Penwortham residents throw street party to celebrate neighbour's diamond wedding anniversary
After 60 years of marriage, Ged and Gene Hothersall are having to move from their family home in Penwortham due to Ged's difficulty with Parkinsons Disease - but neighbours made sure to show them they would be missed.
When Ged and Gene met at St. Ignatius’ Dance Hall in Preston in 1958, the vibrant youths would never have guessed the number of dances they’d go on to share.
And yesterday, August 26, the two shared their diamond wedding anniversary after tying the knot in 1961 and moving into their current Penwortham home a year later.
But Ged, 82, and Gene, 79, are now having to move out of their beloved home, as Ged suffers from Parkinson’s Disease, meaning he struggles to get up and down the stairs.
Hearing the news, their neighbours gave them the outpouring of love by hosting a huge street party to celebrate their achievement and see them off, as they prepare to move to a purpose-built bungalow in Much Hoole.
Last Saturday, August 21, around 60 family members, friends, and well-wishers showed up at Spring Gardens for a feast of epic proportions, serving curry, paella, goulash, burgers, and a 12-inch cake.

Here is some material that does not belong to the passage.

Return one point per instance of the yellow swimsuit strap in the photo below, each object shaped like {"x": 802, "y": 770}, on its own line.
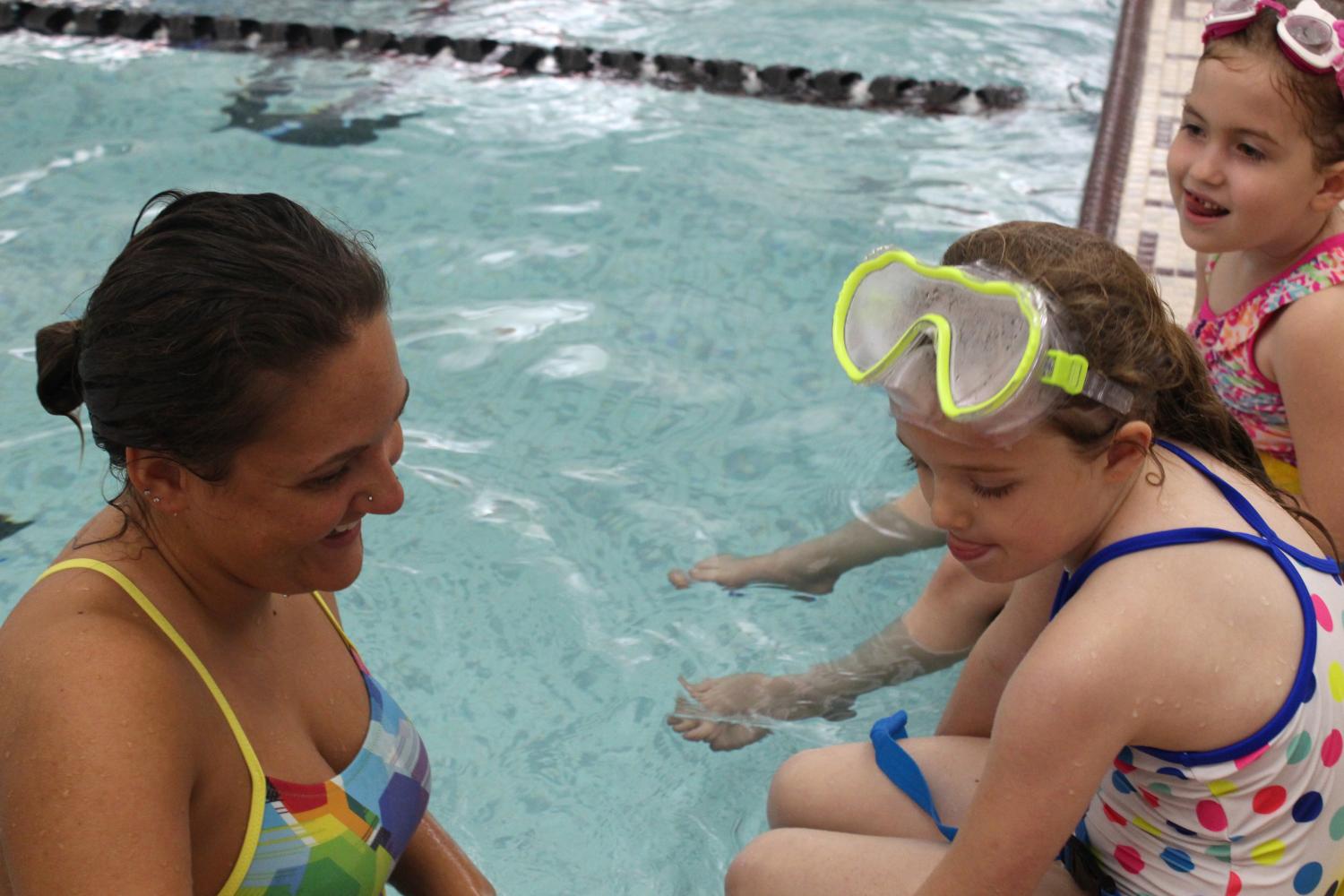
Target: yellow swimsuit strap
{"x": 258, "y": 780}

The elderly couple fondly refers to the melting pot of neighbours around them as the “United Nations”, with wife Gene breaking down to tears when told about the send-off.
She said: “It’s absolutely wonderful that so many people are coming. We’ve got such fantastic neighbours and we’ll miss them a lot.
“Moving out is going to be a wrench as we’ve lived here for so long and this is where we’re used to, but in a way, I want to go into the bungalow, because it’ll be a lot easier for Ged.”
Ged used to collect money and raise awareness for Parkinson’s UK, joining a close-knit group of people afflicted with the disease who would meet every month, and he says that this support network was important to him.
While his age and condition have meant he’s had to swap his cherished cricket and cycling for becoming a master at completing puzzles, Ged retains a positive frame of mind and a great sense of humour.
The couple has three children, six grandchildren and one-great grandchild - 16-month-old Lottie.
Ged said: “I still get up and do as much as I can, even if I have to sit down after about ten minutes.
"You have to stay positive, otherwise it beats you."